Unfortunately, interoperating with SPU Threads is not an option for high-performance applications. Applications based on SPU Threads have large bandwidth requirements and are processed from the PPU. Consequently SPU-threads based applications are not autonomous and tend to be slow. Because SPU Threads are managed from the PPU, SPU context switching (swapping out the current running process on an SPU to another waiting process) takes too long. Avoiding PPU involvement in SPU management can lead to much better performance for certain applications
To overcome these problems a system referred to as SPU Runtime System (SPURS) was developed. In SPURS, the memory of each SPU has loaded into it a kernel that performs scheduling of tasks handled by the SPU. Groups of these tasks are referred to as Tasksets. SPURS is described in PCT Application Publication number WO2007020739 to Keisuke Inoue and Seiji Murata entitled “SCHEDULING METHOD, AND SCHEDULING DEVICE”, and in US Patent Application Publication No. 20050188373, to Keisuke Inoue, Tatsuya Iwamoto and Masahiro Yasue entitled “METHOD AND APPARATUS FOR TASK MANAGEMENT IN A MULTI-PROCESSOR SYSTEM”, and in US Patent Application Publication No. 20050188372 to Keisuke Inoue and Tatsuya Iwamoto entitled “METHOD AND APPARATUS FOR PROCESSOR TASK MIGRATION IN A MULTI-PROCESSOR SYSTEM” and in US Patent Application Publication No. 20060190942 to Keisuke Inoue and Masahiro Yasue entitled “PROCESSOR TASK MIGRATION OVER A NETWORK IN A MULTI-PROCESSOR SYSTEM”, the disclosures of all four of which are incorporated herein by reference.
In traditional Multi-Threading an operating system (OS) scheduler will pre-empt any running thread to make a scheduling decision. The OS may manage any number of software threads that are configured by applications. Processors have a fixed number of hardware threads that is often fewer than the number of software threads in an application. Consequently, the hardware threads must be shared by the software threads, e.g., by time-slicing or cooperative yielding. The number of hardware threads determines how many software threads can run concurrently. One hardware thread can only process one software thread at a time. The number of hardware threads is dependent on the type of processor hardware involved. For example, the PPE of the Cell Processor has two hardware threads. Co-processors and cache may be shared among different software threads. Each thread has associated with it a context, which contains information relevant to the state of execution of the thread. Such information may include the values stored in registers, a program counter value, and the like.

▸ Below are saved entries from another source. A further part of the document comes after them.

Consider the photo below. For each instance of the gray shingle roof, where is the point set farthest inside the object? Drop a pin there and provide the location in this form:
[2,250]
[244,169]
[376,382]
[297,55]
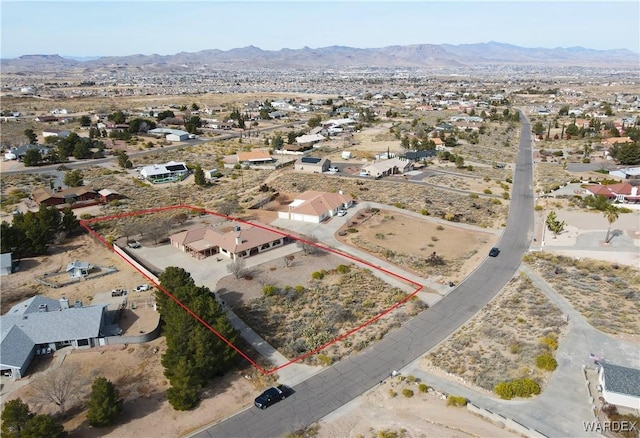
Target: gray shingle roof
[25,326]
[621,380]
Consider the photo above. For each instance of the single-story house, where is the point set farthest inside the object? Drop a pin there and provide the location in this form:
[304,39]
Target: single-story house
[627,173]
[620,385]
[78,269]
[420,155]
[18,153]
[243,241]
[309,138]
[46,119]
[616,140]
[55,133]
[6,263]
[312,164]
[41,325]
[315,207]
[162,173]
[107,195]
[392,166]
[621,192]
[170,134]
[255,157]
[72,196]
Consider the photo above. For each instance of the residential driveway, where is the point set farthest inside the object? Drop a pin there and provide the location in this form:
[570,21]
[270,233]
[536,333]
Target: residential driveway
[564,405]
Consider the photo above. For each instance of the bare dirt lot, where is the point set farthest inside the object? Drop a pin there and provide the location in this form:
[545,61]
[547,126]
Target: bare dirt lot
[136,369]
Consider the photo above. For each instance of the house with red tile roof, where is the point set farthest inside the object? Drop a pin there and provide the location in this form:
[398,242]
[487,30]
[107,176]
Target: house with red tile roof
[74,197]
[243,241]
[621,192]
[315,207]
[254,157]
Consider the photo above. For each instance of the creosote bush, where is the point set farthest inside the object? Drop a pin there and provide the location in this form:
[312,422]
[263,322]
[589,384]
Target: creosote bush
[517,388]
[546,362]
[454,400]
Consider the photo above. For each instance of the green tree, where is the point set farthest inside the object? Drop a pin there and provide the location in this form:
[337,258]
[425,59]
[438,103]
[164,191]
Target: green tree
[43,426]
[167,114]
[32,137]
[553,224]
[117,117]
[626,153]
[277,142]
[105,404]
[192,124]
[85,121]
[140,125]
[611,215]
[73,178]
[198,176]
[15,416]
[32,157]
[314,121]
[538,128]
[194,354]
[123,159]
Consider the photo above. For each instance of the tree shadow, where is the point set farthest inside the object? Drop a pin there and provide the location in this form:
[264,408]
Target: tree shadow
[126,320]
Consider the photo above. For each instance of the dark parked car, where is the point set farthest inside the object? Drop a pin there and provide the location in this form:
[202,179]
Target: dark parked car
[272,395]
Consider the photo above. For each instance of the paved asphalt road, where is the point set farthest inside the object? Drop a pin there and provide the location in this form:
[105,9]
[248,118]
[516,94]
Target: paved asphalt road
[332,388]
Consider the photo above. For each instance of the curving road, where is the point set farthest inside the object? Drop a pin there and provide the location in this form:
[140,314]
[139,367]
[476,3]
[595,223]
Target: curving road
[329,390]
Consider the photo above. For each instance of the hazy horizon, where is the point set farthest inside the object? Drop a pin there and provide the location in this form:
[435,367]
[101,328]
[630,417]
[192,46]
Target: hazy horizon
[81,29]
[93,57]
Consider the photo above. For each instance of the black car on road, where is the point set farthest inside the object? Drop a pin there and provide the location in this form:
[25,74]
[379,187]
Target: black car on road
[272,395]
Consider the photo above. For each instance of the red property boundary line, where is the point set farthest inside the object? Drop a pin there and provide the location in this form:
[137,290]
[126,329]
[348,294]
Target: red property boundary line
[85,223]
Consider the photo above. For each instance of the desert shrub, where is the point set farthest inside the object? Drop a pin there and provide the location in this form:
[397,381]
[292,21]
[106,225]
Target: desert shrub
[546,362]
[550,341]
[517,388]
[269,290]
[454,400]
[325,360]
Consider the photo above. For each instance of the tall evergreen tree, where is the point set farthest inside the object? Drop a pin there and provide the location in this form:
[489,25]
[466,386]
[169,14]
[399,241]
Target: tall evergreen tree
[195,354]
[15,416]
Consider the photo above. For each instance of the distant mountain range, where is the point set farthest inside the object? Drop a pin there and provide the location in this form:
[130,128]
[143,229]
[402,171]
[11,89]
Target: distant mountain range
[410,56]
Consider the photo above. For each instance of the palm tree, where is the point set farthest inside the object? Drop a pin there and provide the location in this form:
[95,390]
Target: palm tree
[611,214]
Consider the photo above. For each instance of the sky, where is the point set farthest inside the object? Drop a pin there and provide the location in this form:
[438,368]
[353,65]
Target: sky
[88,28]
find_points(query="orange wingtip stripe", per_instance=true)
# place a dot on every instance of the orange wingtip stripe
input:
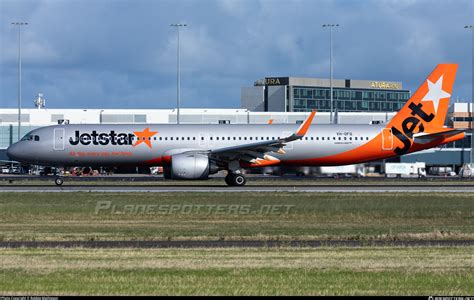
(304, 127)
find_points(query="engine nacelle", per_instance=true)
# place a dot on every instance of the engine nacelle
(191, 166)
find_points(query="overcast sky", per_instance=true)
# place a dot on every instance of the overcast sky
(122, 53)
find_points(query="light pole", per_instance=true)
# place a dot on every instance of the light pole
(19, 24)
(470, 109)
(330, 26)
(178, 99)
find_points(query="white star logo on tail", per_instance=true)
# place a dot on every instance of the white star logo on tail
(435, 93)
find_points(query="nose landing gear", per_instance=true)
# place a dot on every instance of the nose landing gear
(58, 181)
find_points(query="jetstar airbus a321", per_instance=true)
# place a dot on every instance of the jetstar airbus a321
(196, 151)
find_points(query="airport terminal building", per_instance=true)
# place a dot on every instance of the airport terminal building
(297, 94)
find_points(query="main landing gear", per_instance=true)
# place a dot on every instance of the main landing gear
(58, 181)
(233, 179)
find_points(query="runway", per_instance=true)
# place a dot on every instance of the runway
(359, 188)
(235, 244)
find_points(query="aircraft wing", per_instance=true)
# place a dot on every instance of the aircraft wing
(258, 152)
(424, 138)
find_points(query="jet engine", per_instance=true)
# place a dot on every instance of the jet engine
(191, 166)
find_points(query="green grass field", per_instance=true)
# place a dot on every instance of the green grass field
(267, 271)
(155, 216)
(325, 271)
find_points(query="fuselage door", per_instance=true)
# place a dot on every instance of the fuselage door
(58, 139)
(387, 139)
(202, 140)
(288, 146)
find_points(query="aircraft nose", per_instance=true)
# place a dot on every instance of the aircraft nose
(14, 152)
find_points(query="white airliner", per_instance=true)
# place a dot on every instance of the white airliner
(196, 151)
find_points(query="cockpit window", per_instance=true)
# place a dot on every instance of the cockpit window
(30, 137)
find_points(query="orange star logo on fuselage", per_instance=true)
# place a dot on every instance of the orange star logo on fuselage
(144, 137)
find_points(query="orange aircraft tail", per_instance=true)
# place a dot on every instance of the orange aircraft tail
(425, 112)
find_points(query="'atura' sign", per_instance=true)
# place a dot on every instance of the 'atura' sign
(276, 81)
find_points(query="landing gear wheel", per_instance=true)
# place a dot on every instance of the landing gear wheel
(59, 181)
(228, 179)
(238, 180)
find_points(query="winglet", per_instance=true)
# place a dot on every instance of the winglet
(305, 126)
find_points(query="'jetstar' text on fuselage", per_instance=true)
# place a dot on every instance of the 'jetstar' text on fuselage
(102, 138)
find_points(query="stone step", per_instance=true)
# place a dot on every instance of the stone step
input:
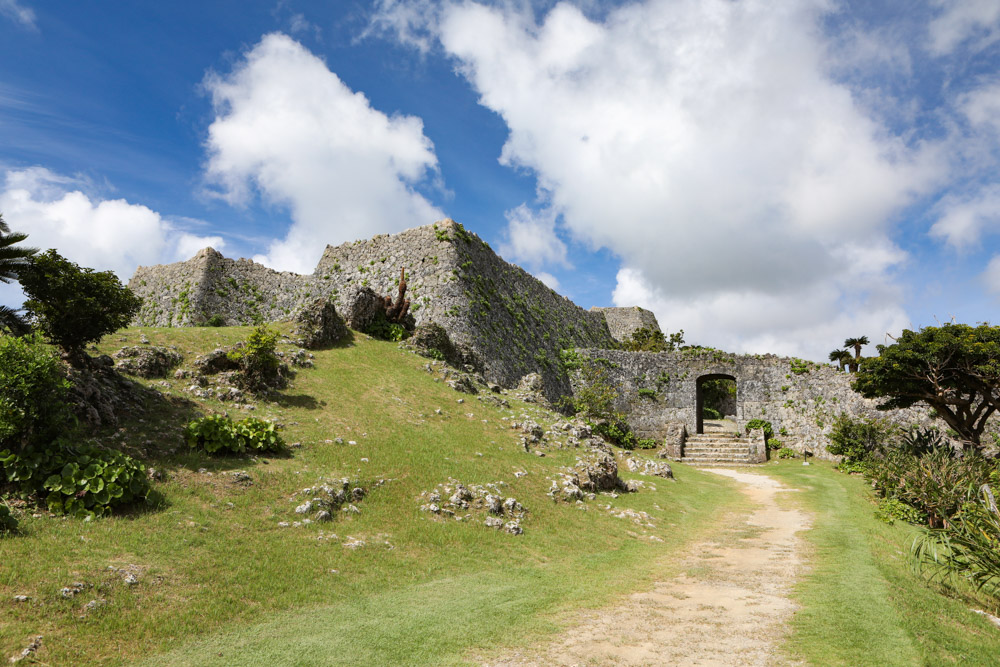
(715, 450)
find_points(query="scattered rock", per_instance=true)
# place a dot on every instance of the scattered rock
(361, 306)
(94, 604)
(27, 652)
(216, 361)
(72, 590)
(647, 467)
(146, 361)
(319, 325)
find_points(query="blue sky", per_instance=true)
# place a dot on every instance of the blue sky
(769, 177)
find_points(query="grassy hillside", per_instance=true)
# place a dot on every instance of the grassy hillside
(861, 601)
(216, 574)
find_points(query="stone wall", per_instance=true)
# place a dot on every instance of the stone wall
(623, 322)
(801, 397)
(509, 322)
(240, 291)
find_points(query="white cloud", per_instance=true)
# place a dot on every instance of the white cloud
(288, 128)
(706, 143)
(408, 21)
(531, 238)
(991, 276)
(548, 280)
(963, 219)
(57, 211)
(807, 322)
(962, 20)
(13, 10)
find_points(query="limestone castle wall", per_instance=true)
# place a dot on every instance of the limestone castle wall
(510, 322)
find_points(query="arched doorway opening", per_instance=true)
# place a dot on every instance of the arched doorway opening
(715, 400)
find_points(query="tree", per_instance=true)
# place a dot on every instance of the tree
(13, 259)
(856, 343)
(842, 358)
(75, 306)
(954, 368)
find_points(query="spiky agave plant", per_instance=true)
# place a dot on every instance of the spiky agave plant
(968, 548)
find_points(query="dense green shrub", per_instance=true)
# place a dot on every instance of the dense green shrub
(647, 339)
(216, 433)
(381, 328)
(81, 480)
(33, 408)
(891, 510)
(857, 439)
(259, 365)
(937, 483)
(969, 547)
(8, 524)
(75, 306)
(760, 423)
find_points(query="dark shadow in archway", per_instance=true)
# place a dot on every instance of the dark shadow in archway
(716, 391)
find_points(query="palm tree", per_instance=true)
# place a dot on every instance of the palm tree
(842, 358)
(856, 343)
(12, 260)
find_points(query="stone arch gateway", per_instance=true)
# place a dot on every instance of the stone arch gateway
(699, 401)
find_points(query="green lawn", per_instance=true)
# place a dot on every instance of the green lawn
(218, 575)
(862, 604)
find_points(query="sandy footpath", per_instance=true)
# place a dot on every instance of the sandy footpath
(727, 608)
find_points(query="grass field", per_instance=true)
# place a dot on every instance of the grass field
(218, 577)
(862, 603)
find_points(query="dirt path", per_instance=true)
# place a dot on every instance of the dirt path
(727, 608)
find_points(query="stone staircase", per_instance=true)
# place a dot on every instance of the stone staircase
(718, 448)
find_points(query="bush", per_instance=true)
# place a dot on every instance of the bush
(33, 388)
(216, 433)
(80, 480)
(8, 524)
(75, 306)
(937, 484)
(647, 339)
(760, 423)
(857, 439)
(969, 547)
(891, 510)
(259, 365)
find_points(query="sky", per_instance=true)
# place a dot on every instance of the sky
(767, 176)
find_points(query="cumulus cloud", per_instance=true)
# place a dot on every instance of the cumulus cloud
(548, 279)
(976, 20)
(18, 13)
(964, 219)
(991, 276)
(57, 211)
(707, 144)
(288, 129)
(531, 238)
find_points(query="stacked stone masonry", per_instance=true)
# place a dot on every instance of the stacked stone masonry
(799, 396)
(509, 322)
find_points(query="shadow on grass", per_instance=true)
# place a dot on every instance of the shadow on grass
(298, 401)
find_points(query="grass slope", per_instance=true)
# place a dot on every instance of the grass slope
(218, 575)
(862, 604)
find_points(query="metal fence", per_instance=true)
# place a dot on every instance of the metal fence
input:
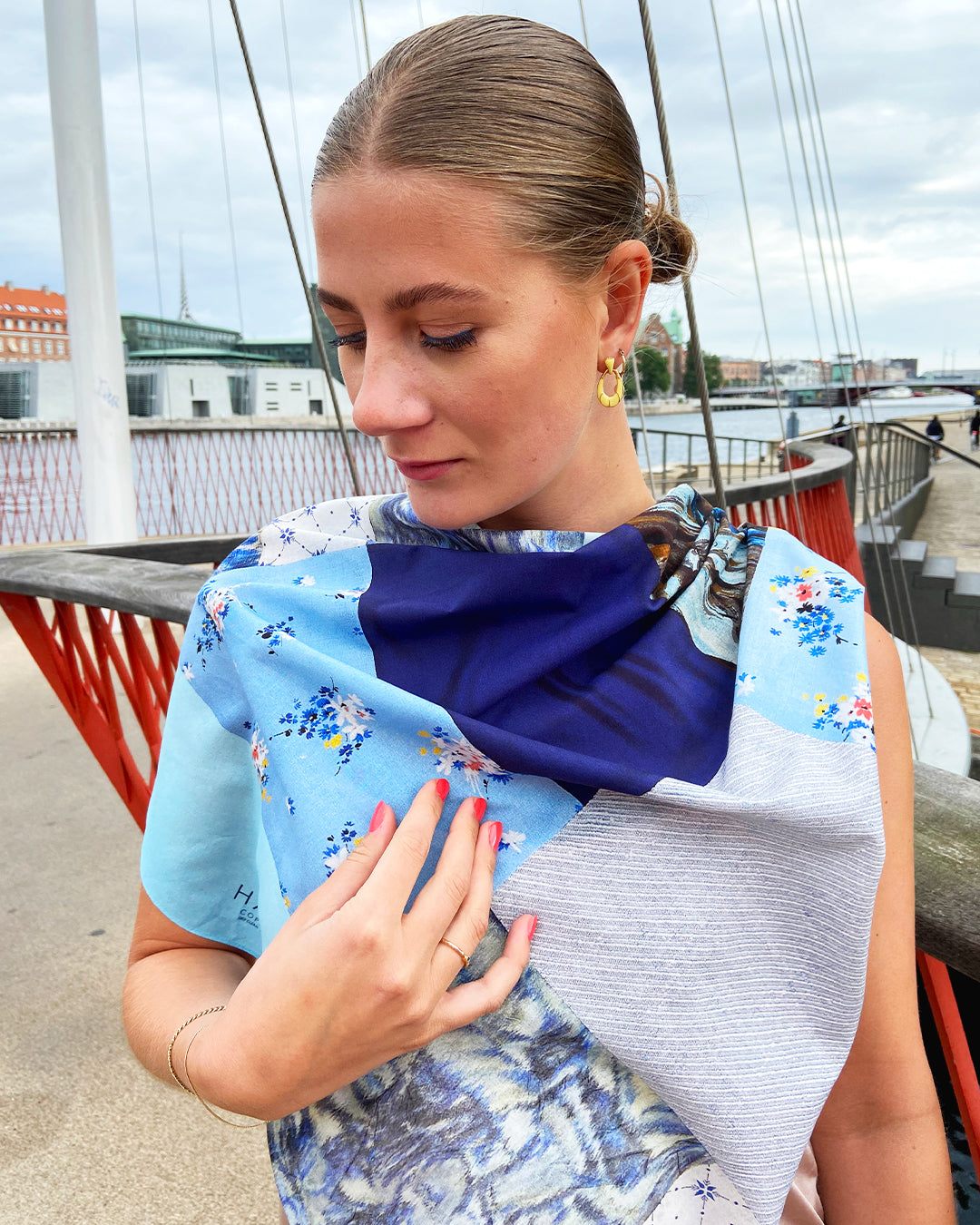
(199, 478)
(203, 478)
(671, 456)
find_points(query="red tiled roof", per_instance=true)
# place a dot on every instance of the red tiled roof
(32, 303)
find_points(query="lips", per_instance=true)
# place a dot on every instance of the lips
(426, 469)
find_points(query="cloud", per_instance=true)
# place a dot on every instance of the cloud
(897, 92)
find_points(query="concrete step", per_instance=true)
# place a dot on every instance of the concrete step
(965, 593)
(912, 554)
(937, 573)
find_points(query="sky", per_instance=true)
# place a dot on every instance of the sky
(897, 83)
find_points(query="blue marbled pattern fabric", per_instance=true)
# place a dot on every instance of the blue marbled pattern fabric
(520, 1117)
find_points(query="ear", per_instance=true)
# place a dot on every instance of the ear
(625, 279)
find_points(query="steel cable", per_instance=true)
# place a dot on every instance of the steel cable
(689, 298)
(224, 167)
(310, 304)
(759, 277)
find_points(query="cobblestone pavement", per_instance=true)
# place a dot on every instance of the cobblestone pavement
(951, 521)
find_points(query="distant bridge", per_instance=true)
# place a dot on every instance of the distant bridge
(833, 395)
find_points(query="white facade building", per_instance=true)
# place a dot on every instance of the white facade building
(167, 391)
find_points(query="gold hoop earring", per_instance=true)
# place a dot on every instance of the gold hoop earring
(610, 369)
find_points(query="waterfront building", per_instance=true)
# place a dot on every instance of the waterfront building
(34, 325)
(667, 338)
(175, 389)
(740, 371)
(795, 373)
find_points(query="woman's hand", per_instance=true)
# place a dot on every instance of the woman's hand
(352, 980)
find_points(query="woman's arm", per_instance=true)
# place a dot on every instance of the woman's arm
(879, 1142)
(349, 982)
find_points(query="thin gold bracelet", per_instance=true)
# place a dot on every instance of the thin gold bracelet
(189, 1088)
(178, 1032)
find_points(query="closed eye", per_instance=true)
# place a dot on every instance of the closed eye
(459, 340)
(450, 343)
(357, 338)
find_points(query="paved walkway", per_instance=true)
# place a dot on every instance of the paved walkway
(951, 522)
(88, 1137)
(951, 528)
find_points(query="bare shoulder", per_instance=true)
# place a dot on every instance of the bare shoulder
(891, 730)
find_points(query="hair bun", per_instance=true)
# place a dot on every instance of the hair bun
(671, 242)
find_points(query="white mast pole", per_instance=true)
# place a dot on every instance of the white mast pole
(98, 373)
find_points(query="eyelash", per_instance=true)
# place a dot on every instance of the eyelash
(447, 343)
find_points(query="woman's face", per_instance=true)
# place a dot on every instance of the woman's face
(468, 358)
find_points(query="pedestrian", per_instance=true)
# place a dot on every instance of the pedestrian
(936, 434)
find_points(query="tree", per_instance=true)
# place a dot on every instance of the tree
(654, 374)
(712, 374)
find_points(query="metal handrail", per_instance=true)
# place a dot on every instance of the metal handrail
(933, 443)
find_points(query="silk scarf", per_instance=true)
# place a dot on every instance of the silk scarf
(672, 721)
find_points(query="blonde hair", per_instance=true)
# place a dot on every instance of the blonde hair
(528, 112)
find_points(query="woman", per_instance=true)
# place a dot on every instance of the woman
(616, 688)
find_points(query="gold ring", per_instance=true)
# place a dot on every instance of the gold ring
(456, 948)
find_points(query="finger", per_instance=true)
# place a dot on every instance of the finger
(403, 859)
(472, 1000)
(348, 877)
(446, 889)
(468, 925)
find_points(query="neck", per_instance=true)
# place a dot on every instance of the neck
(601, 487)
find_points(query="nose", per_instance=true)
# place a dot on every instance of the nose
(389, 397)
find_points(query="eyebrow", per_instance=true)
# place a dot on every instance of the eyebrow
(405, 299)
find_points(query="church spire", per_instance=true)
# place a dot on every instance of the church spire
(185, 311)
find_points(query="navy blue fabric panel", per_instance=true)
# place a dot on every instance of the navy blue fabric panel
(555, 664)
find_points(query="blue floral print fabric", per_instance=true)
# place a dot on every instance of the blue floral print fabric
(580, 682)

Current implementations of SPU Threads (also referred to as SPE Threads) for the Cell processor apply a traditional thread model to SPUs. The overhead for context switching these SPU Threads can be very high compared to traditional threads because the entire SPE Local Store (currently 256 KB) and SPU registers (currently about 2 KB) must be saved and restored by the PPE. Certain SPU threads need to run on a regular basis, e.g., in certain Cell processor-based video game applications a high priority SPU thread runs every 16 ms. Currently, if a group of ganged SPU threads are running on all available SPUs the entire gang must be swapped out even though the high priority SPU thread may only require one SPU. The purpose of the ganged SPU Thread Group is so that the SPU Threads can safely communicate between each other's SPU Local Stores. If they were split up into individual SPU Threads, communication between SPU Local Stores is not supported by certain Operating Systems.
In addition to being detrimental to performance, context switches are often unnecessary. For example, an application often has its context resident in main memory. The space available in SPU Local Store is usually not big enough to store everything an SPU will need. Consequently some data and/or code may be stored in main memory where it is managed by the application. It is therefore often redundant for the operating system to do the context switch.
It is within this context that embodiments of the present invention arise.